Понимаете, радостное выражение лица Достоевского на смертном одре, как будто ему открылась какая-то веселая тайна, – это заставляет вспоминать Алешино бдение в храме около старца Зосимы в ночь, когда ему приснилась Кана Галилейская. Вот это движение Достоевского в эту сторону, в сторону раскрепощения, освобождения – это очень важно. Понимаете, вся подпольность идей многих, все его подполье, ненависть его к революционному подполью, достигшая в «Бесах» каких-то уже совершенно болезненных степеней, – не надо забывать, что это все было следствием страшного потрясения, пережитого им на каторге. И его арест, и каторга, и последующее очень трудное возвращение в литературу, и пожизненный надзор, о котором он узнал и которым был страшно оскорблен, – это все в Достоевском произвело очень страшные, критические последствия.

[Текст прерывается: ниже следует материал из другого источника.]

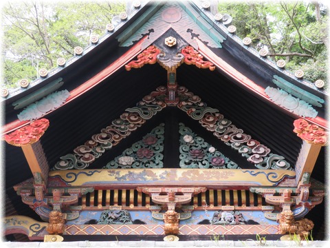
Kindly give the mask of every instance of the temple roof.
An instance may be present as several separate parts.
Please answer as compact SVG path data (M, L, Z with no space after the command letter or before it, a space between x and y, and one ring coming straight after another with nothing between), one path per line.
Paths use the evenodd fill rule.
M10 133L36 119L49 120L50 127L41 142L50 167L58 169L56 165L63 156L74 154L75 149L86 142L95 141L93 137L115 125L116 120L122 120L124 113L144 110L132 110L144 101L148 104L146 96L153 96L152 92L166 90L168 75L164 67L177 66L176 81L182 92L190 92L190 96L195 96L192 99L198 98L197 103L215 110L214 113L223 116L221 120L230 121L294 168L302 141L293 132L293 123L302 118L327 127L327 94L236 36L230 18L213 14L199 2L145 1L132 6L130 13L117 17L107 26L103 37L85 49L77 49L74 57L44 76L3 98L3 132ZM151 45L177 56L164 44L168 37L176 37L177 47L181 46L175 52L191 47L214 68L174 60L170 63L166 57L158 57L157 63L127 70L125 65L138 60L138 55ZM214 132L206 129L199 118L187 115L188 110L182 103L188 101L184 96L187 99L189 96L184 94L180 107L157 109L150 118L144 118L143 125L89 164L89 168L103 168L161 123L165 125L164 167L179 167L179 128L183 123L239 167L254 168L241 154L219 141ZM13 189L14 185L32 177L24 154L20 147L3 142L6 194L19 214L34 216ZM172 145L175 142L177 145ZM311 174L321 182L324 163L322 149Z

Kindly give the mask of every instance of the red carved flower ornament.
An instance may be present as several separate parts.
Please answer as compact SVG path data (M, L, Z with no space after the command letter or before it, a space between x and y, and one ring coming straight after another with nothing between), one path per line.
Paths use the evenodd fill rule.
M326 145L327 134L325 130L316 125L309 124L306 120L299 118L294 121L294 132L297 136L307 143Z
M5 134L3 138L12 145L21 147L31 145L40 139L49 126L50 121L46 118L36 120L10 134Z

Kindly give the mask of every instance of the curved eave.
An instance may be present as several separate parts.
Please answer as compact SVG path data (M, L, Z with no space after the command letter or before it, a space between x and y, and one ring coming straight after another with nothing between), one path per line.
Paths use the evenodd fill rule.
M56 111L56 110L58 110L60 107L63 107L66 104L72 102L72 101L74 101L74 99L87 92L89 90L98 85L100 83L112 75L116 72L117 72L120 68L124 66L126 63L127 63L129 61L133 59L135 56L136 56L139 53L142 52L142 45L143 43L143 41L147 37L142 38L139 42L134 45L131 49L129 49L129 50L128 50L118 59L112 63L110 65L100 71L99 73L94 75L93 77L89 79L88 81L87 81L80 86L77 87L74 90L72 90L70 92L70 96L68 97L65 103L64 103L57 109L48 112L41 118L46 117L47 114L54 111ZM34 120L21 121L19 119L16 119L16 121L8 123L3 127L3 134L10 133L19 128L21 128L29 123L31 123L34 121Z
M269 96L265 93L265 88L256 84L252 80L250 79L248 77L237 71L235 68L232 67L221 58L217 56L212 50L210 50L206 45L203 43L198 39L196 39L196 41L198 43L198 52L202 54L204 56L207 58L210 62L212 62L218 69L221 70L224 74L229 76L230 78L234 79L236 82L241 84L242 86L247 88L249 91L254 92L259 98L263 99L271 104L277 106L278 107L281 107L276 105L272 102ZM318 126L327 130L328 123L327 121L320 116L316 116L316 118L303 118L297 114L295 114L287 109L281 107L283 111L286 112L288 115L292 115L295 116L296 118L305 118L307 121L318 125Z
M53 82L59 77L62 77L62 75L67 74L69 70L72 71L74 70L74 68L88 63L89 61L92 61L96 54L107 48L111 40L116 39L118 34L124 31L142 13L148 10L149 8L148 6L148 0L143 1L141 6L139 8L135 8L130 12L126 20L122 20L122 21L117 23L113 31L106 32L100 37L97 43L91 43L85 48L81 55L75 55L71 57L63 66L58 66L52 69L48 72L46 76L38 77L32 81L26 88L18 87L10 90L9 95L0 101L6 105L10 104L18 99L32 94L38 90L42 89L50 83Z

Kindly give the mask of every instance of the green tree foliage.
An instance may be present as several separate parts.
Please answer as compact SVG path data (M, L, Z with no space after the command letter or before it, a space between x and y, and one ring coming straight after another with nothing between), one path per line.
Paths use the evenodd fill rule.
M267 45L274 60L286 68L302 69L312 82L326 81L327 8L317 1L219 1L219 12L233 17L241 39ZM91 35L102 36L112 18L125 11L124 1L32 1L4 3L2 9L3 83L17 87L22 79L57 66L76 46L85 48Z
M112 18L125 11L124 1L8 1L2 9L3 84L32 81L41 68L74 56L76 46L105 32Z
M236 34L253 45L266 45L271 59L283 59L285 68L302 70L314 82L327 80L327 9L318 1L221 2L219 12L232 17Z

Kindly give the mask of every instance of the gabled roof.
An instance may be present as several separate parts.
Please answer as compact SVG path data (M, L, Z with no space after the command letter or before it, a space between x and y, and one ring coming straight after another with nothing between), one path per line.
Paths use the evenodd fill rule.
M218 110L245 134L265 144L272 152L284 156L292 165L301 147L301 140L292 132L294 121L302 117L327 127L323 90L279 68L245 45L244 41L231 32L230 23L226 23L230 17L221 19L195 2L152 1L134 7L126 18L124 15L122 17L117 18L113 26L108 26L108 31L98 43L91 43L81 54L32 82L28 87L10 92L3 101L4 133L10 133L35 119L31 114L22 114L29 104L34 104L27 109L36 112L37 118L50 121L41 144L51 167L54 168L61 157L72 154L91 137L102 133L101 130L113 124L123 113L129 112L127 110L137 107L151 92L159 87L166 90L168 78L162 67L164 65L177 66L176 81L179 85L202 99L208 107ZM214 70L208 70L210 67L202 70L180 59L166 62L167 57L157 58L158 63L139 64L138 69L125 70L125 65L150 45L167 51L165 55L170 54L170 49L162 43L168 35L176 36L182 48L189 45L195 48L204 61L213 64ZM181 48L177 50L182 51ZM173 57L177 56L172 52ZM304 116L316 112L316 116ZM40 112L42 114L38 116ZM165 121L169 126L175 126L181 121L210 143L217 143L217 148L226 151L223 154L236 161L239 166L240 163L249 164L246 158L237 156L236 151L221 145L212 132L202 127L199 120L190 118L187 113L177 107L164 107L102 154L90 168L102 167L160 123ZM19 120L18 115L28 119ZM174 134L175 132L170 128L168 135L171 138L177 136L179 140L179 134ZM166 137L165 146L166 142L168 147L170 146L166 141ZM32 175L19 147L7 143L4 147L5 175L10 178L6 180L6 193L17 205L19 214L24 214L30 211L28 207L22 205L12 187ZM179 155L178 151L172 152ZM178 161L166 154L164 157L167 161L164 163L174 165ZM324 181L322 154L316 168L318 169L311 176ZM21 173L17 173L19 171Z

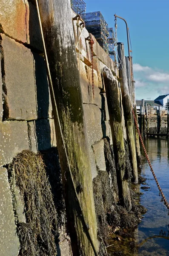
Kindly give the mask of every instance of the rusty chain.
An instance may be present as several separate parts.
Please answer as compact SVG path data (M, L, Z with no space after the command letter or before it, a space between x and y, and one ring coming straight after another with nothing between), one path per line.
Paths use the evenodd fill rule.
M162 189L161 189L161 187L160 187L160 186L159 183L158 183L158 180L157 177L155 176L155 174L154 173L154 172L153 171L153 169L152 169L152 166L151 164L151 163L150 163L150 160L149 159L149 156L148 155L148 154L147 153L147 151L146 151L146 148L145 148L145 146L144 146L144 143L143 142L143 139L142 139L142 138L141 137L141 134L140 133L140 129L139 129L139 128L138 127L138 124L137 124L137 119L136 119L136 116L135 116L135 111L134 111L134 109L133 109L133 107L132 106L132 102L131 102L131 99L130 99L130 103L131 103L131 106L132 106L132 114L133 115L134 119L134 120L135 120L135 125L136 126L137 130L137 132L138 132L138 135L139 136L140 139L140 140L141 144L142 145L143 150L144 151L144 153L145 153L146 158L147 159L147 162L149 163L149 167L150 168L151 171L151 172L152 172L152 175L153 175L154 178L155 180L155 182L156 183L156 184L157 185L157 186L158 187L158 189L159 189L159 190L160 191L160 192L159 192L159 196L160 196L161 195L161 197L162 197L162 198L161 198L161 202L163 202L163 201L164 202L164 204L166 206L166 207L167 207L167 208L169 210L169 204L168 203L167 200L166 200L166 198L165 197L165 195L164 195L164 194L163 194L163 191L162 191ZM169 215L169 211L168 214Z

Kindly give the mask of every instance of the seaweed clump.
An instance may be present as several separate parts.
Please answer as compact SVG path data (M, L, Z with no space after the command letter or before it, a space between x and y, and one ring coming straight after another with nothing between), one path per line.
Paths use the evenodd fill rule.
M57 255L57 214L42 155L24 150L13 159L9 172L11 186L15 179L19 189L26 220L16 221L19 256Z

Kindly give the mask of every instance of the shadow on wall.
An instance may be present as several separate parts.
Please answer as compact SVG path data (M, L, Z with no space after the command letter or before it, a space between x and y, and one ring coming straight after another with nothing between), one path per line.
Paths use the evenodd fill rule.
M35 134L37 150L38 151L48 149L51 148L52 142L51 137L51 124L52 120L49 115L49 93L47 78L46 70L43 58L39 53L39 49L43 49L42 41L39 26L35 25L35 22L38 22L36 9L32 4L29 3L29 34L30 44L34 48L32 51L32 57L34 61L34 73L36 84L37 98L37 119L34 121L34 133ZM51 114L52 116L52 114ZM53 129L52 129L53 130Z

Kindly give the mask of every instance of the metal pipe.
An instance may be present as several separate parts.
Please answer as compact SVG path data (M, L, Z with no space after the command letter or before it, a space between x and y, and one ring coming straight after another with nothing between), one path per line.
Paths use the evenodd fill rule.
M129 46L129 32L128 32L129 28L128 28L128 25L127 25L127 22L126 20L125 20L124 19L123 19L123 18L122 18L122 17L120 17L120 16L117 16L116 14L115 14L115 15L114 16L115 16L115 17L116 17L117 18L119 18L119 19L121 19L121 20L124 20L124 22L126 23L126 31L127 31L127 44L128 44L128 47L129 58L129 61L130 62L130 46Z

Я думаю, что выздоравливать он начал только с момента брака, и только по мере того, как появлялись дети, как брак с Анной Григорьевной становился все более гармоническим, творческим союзом, – по мере этого он исцелялся. И мы увидели бы исцеленного Достоевского. Мне кажется, он перестал бы быть символом мрачности, перестал бы быть жестоким талантом, как называли его пошляки, ведь в нем очень много было веселья, счастья, милосердия. Какая комическая вещь «Село Степанчиково…»! Мне кажется, что, как и Диккенс, он двигался в сторону гармонии. И хотя последние романы Диккенса мрачны, но герои Диккенса становятся все более человечными, и торжествует у него все-таки счастье и свобода. Мне кажется, что ненаписанный роман Достоевского, который мы все когда-нибудь прочитаем, был бы манифестом свободы.